NATO and Warsaw Pact planners disagreed to a degree about the effectiveness of battlefield nuclear weapons. Both sides expected that they would be used by (after the mid-1950s) both sides in great numbers, but the Soviets didn’t believe that they would have a transformational effect on the conflict. The Russians still expected to dump several megatons worth of nukes onto defending NATO forces in the opening hours of the conflict. NATO had more realistic expectations of the damage that tactical nukes could do, but wargames still indicated that the Soviets would overcome this disadvantage and win a decisive victory.
But then there’s “truth” and there’s “Truth.” Initial British and Dutch plans for the war involved little more than organized retreats from initial positions, trying to save as much as possible from the Soviet onslaught. Later, alliance commitments and reputational obligations would call for more robust efforts to defend Germany, even though both countries continued to rate the prospects of success as very low.

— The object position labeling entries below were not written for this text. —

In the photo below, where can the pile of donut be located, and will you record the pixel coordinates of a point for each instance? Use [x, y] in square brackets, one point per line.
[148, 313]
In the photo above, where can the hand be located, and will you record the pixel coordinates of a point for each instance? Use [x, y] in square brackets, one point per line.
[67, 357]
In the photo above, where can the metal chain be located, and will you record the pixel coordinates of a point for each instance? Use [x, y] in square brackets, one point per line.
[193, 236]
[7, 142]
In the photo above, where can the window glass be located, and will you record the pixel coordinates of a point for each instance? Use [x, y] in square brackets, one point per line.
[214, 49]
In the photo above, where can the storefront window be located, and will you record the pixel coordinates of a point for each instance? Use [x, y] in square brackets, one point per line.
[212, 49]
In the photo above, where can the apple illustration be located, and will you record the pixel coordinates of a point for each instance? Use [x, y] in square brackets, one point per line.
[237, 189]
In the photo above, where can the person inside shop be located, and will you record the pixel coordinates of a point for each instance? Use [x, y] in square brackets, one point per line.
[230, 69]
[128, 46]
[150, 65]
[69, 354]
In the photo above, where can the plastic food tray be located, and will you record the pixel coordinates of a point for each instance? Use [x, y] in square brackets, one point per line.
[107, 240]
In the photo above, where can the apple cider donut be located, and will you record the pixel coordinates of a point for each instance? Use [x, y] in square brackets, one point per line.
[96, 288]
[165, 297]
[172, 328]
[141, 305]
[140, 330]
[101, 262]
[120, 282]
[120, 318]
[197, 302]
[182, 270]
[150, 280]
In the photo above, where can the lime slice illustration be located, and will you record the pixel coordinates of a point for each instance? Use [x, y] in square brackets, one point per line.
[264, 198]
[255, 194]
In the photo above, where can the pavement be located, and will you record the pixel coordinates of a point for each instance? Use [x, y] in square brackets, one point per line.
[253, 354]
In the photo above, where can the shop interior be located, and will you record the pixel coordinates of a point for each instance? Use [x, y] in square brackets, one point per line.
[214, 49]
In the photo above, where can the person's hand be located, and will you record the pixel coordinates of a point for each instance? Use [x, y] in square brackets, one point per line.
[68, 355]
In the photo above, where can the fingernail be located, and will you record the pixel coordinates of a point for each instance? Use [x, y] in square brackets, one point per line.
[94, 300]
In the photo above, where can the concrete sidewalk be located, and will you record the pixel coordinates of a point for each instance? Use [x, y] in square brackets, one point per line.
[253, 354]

The potential for nuclear war demanded a great deal of truthiness. NATO required the Bundeswehr to have any prospect of conventional success against the Soviets, but rehearsals suggested that even with the Germans the use of extensive nuclear attacks on West and East Germany would be required for a chance of success. Such attacks would almost inevitably incur Soviet retaliation, further irradiating Germany. As the Soviet strategic nuclear position improved, the U.S. became more wary of nuclear escalation in the first days of a European War, a prospect which deeply alarmed European war planners (including the Germans!).
Similarly, it’s not clear how much of the Soviet High Command really believed in the possibility of maintaining operational momentum in the face of serial nuclear attack. The belief that the Red Army could reach the English Channel in short order was required for bureaucratic and political reasons. Red Army dominance from 1945 represented both the Soviet Union’s key deterrent capability, and the Red Army’s central political justification. Allowing the NATO tactical nukes could disrupt Soviet logistics (one plan called for the resumption of train service through Dresden twelve hours after a nuclear attack) or blast Soviet spearheads to pieces undercut this entire strategic-political rationale. We should also recall that no one really knows how armies might operate under conditions of nuclear vulnerability; while one essay traces the disintegration of the U.S. Army’s “Pentomic” division concept, it’s nevertheless possible that the Soviets might have managed to keep things moving even in the face of nuclear weapons.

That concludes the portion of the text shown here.